Я был очень молод и горяч в те дни и, получив свой недельный заработок, отправлялся прямо в игорный дом. Меньше чем в два часа меня обдирали дочиста, и мне оставалось только повторять про себя десять заповедей. Когда я возвращался домой к Мэйэнн, она кормила меня своим замечательным обедом, и я решал никогда больше не покидать родные места. Где бы я ни был, я всегда помнил стряпню Мэйэнн.

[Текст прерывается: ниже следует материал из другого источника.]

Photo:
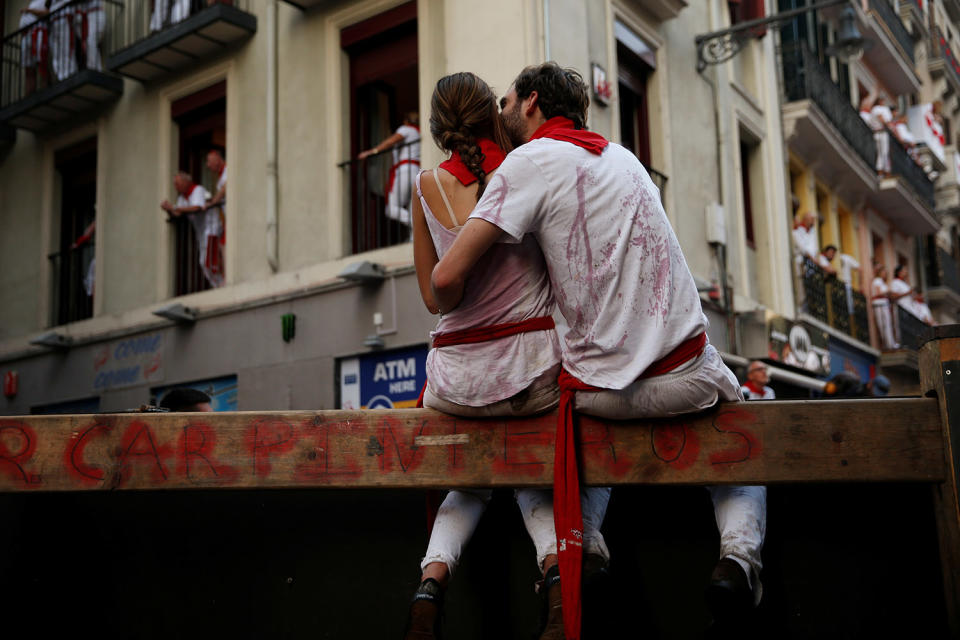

Однажды нескольким мальчишкам пришла в голову фантастическая идея — сбежать из дома и стать бродягами, подрабатывая на плантациях сахарного тростника. На товарном поезде мы доехали до Хэригена, расположенного не далее чем в тридцати милях от Нью-Орлеана. Мне захотелось есть, и стоило мне вспомнить об отличных котлетах и спагетти, которые Мэйэнн готовила в день моего отъезда, как голод мой стал нестерпимым. Я решил послать к чертям все это дело.

—    Знаете, ребята, — сказал, я — мне, конечно, жаль, но я не вижу в этом никакого смысла. Зачем бросать свой дом и хорошую жратву и мотаться по стране без гроша денег? Я возвращаюсь домой к матери со следующим товарным поездом.

И поверьте мне, я это сделал. Когда я явился домой, Мэйэнн даже не знала, что я намеревался удрать на тростниковые плантации.

—    Сын, — сказала она, — ты как раз поспел к ужину.

Глубокий вздох облегчения вырвался из моей груди. Затем я еще раз твердо решил никогда больше не покидать дом, разве только в том случае, если меня позовет с собой папа Джо. Так оно позже и получилось.

Я не хочу, чтобы кто-нибудь думал, будто я представляюсь святым. Как и у всякого другого, у меня были свои грехи,, но я всегда старался жить честно. Судьба предопределила мне играть на трубе, и я пожертвовал многими удовольствиями., чтобы выполнить это ее предначертание.. Почти каждый вечер соседские ребята ходили в Аптаун в парк миссис Коул, где выступал Кид Ори. Другие ребята шикарно-одевались, щеголяли друг перед другом своими костюмами. У меня не было таких денег, я не мог соперничать с ними и потому сразу выбросил из головы эти вечера с Кидом Ори. Мэйэнн, Мама Люси и я ходили на дешевые представления за десять центов и были счастливы.